Но однажды он подошел ко мне и произнес по-армянски: «Мне сказали, что вы — Сароян. Это правда?»
Мы подружились, по-другому, по-новому, и тем самым кое-что потеряли, и кто знает — может, более ценное?
34
Запоминать встречи с людьми в хронологическом порядке можно с помощью примет времени и места, но так делают или пытаются делать только тогда, когда стараются их запомнить для определенной цели — для записей, или для архивных сведений, или для мемуаров, или для автобиографии, или для истории мира, в котором живешь, или истории человеческой расы, с которой доводится сталкиваться и которую доводится изучать, и хочется придать ей четкий порядок, который ведь несвойствен природе, даже противопоказан.

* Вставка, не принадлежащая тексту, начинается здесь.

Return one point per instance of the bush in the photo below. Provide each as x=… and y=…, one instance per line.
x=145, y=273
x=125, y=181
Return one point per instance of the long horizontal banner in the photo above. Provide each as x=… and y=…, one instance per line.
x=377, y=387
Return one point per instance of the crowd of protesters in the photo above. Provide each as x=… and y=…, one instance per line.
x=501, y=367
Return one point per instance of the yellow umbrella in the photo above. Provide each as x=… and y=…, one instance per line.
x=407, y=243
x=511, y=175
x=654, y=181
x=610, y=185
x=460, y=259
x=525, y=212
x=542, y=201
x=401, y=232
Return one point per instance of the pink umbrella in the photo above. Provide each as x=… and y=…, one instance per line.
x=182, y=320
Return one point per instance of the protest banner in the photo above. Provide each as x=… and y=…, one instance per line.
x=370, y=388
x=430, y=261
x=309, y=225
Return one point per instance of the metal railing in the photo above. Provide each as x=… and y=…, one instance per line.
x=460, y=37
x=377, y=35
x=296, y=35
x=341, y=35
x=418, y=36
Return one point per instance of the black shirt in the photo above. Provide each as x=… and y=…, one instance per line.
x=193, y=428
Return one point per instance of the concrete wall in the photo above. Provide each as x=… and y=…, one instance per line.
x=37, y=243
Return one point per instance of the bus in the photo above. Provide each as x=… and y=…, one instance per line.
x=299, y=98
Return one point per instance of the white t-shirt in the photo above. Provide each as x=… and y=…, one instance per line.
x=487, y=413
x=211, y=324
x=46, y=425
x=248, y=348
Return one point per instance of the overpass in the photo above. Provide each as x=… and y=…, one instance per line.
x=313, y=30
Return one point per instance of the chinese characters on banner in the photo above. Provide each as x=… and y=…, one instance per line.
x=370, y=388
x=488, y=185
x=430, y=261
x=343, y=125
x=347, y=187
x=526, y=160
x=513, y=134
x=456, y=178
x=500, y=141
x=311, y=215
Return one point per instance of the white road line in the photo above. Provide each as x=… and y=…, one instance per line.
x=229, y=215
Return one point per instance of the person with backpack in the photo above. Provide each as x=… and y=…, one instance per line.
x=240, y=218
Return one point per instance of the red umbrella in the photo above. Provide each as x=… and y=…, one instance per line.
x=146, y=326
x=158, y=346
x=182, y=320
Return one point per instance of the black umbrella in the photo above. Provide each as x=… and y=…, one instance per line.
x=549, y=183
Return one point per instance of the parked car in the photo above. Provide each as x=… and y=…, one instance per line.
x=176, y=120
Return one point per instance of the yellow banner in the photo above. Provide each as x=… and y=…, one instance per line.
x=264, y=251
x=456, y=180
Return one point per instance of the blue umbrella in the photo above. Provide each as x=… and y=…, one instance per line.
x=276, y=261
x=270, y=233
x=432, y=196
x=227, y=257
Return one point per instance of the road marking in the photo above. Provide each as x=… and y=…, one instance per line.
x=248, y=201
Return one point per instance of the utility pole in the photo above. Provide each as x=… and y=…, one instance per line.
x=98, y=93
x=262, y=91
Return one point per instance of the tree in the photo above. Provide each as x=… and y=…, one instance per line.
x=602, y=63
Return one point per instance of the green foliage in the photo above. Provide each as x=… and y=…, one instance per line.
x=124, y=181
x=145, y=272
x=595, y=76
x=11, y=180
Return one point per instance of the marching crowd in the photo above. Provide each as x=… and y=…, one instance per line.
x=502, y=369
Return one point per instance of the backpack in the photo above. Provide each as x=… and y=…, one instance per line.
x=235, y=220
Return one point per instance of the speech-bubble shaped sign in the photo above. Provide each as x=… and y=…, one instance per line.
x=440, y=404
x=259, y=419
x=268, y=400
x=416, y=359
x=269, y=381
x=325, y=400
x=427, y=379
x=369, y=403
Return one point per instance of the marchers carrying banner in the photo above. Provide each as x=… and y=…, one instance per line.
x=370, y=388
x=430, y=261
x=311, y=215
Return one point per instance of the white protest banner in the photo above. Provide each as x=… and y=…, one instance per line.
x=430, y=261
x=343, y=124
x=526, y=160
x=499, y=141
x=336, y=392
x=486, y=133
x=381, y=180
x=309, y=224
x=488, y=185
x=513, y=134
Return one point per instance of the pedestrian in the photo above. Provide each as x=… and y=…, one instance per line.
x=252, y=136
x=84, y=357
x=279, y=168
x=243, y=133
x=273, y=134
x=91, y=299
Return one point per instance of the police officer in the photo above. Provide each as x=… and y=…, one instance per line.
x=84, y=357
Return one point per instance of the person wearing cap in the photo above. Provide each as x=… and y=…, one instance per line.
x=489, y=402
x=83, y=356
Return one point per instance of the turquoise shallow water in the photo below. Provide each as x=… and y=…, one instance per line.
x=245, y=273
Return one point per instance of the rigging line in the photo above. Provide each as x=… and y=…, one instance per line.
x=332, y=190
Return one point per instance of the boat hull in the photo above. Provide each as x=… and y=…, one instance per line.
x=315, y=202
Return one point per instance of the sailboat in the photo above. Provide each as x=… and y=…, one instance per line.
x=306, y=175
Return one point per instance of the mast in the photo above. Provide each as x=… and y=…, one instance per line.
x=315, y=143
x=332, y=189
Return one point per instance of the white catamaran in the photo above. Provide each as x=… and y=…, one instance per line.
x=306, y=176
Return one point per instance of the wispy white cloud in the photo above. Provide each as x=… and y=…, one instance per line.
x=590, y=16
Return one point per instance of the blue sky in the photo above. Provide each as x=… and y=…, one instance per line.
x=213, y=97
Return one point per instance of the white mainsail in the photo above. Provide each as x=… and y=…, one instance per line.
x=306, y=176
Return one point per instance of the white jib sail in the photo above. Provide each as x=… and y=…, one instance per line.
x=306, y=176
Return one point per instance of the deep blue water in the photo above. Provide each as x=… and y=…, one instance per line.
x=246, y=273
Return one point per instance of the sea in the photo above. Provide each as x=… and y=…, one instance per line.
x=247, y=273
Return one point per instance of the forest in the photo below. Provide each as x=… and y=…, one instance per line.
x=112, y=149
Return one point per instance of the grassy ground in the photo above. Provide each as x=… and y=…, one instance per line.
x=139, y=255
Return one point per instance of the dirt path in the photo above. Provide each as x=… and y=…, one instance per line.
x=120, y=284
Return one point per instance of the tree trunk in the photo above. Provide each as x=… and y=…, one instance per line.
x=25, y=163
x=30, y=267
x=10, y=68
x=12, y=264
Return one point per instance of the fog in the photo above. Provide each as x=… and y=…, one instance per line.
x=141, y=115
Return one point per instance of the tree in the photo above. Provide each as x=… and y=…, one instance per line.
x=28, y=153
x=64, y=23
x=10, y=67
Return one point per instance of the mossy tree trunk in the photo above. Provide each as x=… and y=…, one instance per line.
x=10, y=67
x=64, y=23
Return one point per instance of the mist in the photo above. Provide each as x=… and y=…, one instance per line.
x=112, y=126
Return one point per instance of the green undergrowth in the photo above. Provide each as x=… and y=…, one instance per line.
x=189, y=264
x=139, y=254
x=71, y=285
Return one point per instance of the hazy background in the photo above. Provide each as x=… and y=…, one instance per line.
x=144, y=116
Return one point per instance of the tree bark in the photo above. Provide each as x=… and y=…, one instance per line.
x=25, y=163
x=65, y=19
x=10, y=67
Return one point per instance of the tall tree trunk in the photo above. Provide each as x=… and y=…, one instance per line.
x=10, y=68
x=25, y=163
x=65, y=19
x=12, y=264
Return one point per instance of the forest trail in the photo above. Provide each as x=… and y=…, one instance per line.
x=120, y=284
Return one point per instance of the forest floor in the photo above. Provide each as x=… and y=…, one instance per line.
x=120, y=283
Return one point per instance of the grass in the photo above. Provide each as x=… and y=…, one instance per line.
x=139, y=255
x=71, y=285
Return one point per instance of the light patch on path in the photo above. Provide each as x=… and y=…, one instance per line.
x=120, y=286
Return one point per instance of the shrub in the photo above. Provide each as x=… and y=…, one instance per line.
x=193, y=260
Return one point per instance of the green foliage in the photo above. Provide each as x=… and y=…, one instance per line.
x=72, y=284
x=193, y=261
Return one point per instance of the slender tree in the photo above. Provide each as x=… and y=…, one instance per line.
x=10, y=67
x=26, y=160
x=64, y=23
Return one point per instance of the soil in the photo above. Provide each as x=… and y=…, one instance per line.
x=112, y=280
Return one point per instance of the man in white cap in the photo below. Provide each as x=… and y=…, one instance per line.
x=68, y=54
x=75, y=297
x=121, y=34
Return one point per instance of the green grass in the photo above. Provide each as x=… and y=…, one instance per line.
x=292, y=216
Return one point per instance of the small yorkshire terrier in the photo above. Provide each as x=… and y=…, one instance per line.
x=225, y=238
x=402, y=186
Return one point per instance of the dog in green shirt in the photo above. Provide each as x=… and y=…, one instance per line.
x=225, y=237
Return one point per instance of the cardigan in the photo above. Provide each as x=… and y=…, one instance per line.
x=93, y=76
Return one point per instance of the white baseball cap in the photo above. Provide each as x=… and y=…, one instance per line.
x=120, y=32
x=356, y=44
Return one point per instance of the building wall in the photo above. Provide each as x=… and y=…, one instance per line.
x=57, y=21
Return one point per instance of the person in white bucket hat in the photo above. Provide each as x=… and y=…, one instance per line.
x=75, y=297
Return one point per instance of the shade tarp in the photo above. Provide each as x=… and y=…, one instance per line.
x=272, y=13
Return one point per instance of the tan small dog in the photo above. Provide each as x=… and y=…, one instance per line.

Память человеческая идет своим путем и останавливается на чем-то произвольно, независимо от того, где была предыдущая остановка и где будет следующая.
Утром ты вспомнишь, как когда-то давным-давно ты ехал в фургоне и слышал, как возница пощелкивал вожжами, чтобы лошадь чувствовала руку хозяина, а вечером ты вспоминаешь, как на прошлой неделе увидел незнакомца, которого — тебе сразу показалось — видел на улице двадцать — тридцать лет назад, и тогда, как сейчас, тотчас подумал: «Мой отец», но не слишком пристально вгляделся в него ни в первый раз, ни во второй и не придал слишком большого значения тому, что подумал об отце и что думал об отце не больше мгновения, и переключился на другие мысли, воспоминания, образы реальные и загадочные.
Мир для всякого входящего в него — случайное сборище знакомых и незнакомых людей, средоточие идей, деклараций, тайн, устремлений, тревог, радостей, комедиантов, печали, шуток, песен, звуков, знаков препинания, которые расставляют птицы, летая и расхаживая по веткам, заборам, по ступеням вокзальных лестниц.
Послания от таких зверей, как кролики, белки, суслики, ведущих удивительный образ жизни, существ с удивительными глазами. От свободных зверей. Они не то, что кошки и собаки, пленники домов и людей, не то, что коровы и лошади, козы и овцы, которые и не подозревают, что их удел — служить человеку и кормить его.
А в центре всего этого — ты сам, новичок, начинающий знакомство с этой реальностью. Ты сам. Ты понял, что, увидя однажды эту реальность, ты видишь ее снова и снова, потому что прозрел. Видеть сейчас и раньше, потому что вот она, тут, и была уже раньше, она и сама по себе, и уже стала частью тебя, и ты запоминаешь ее, нарочно или нечаянно.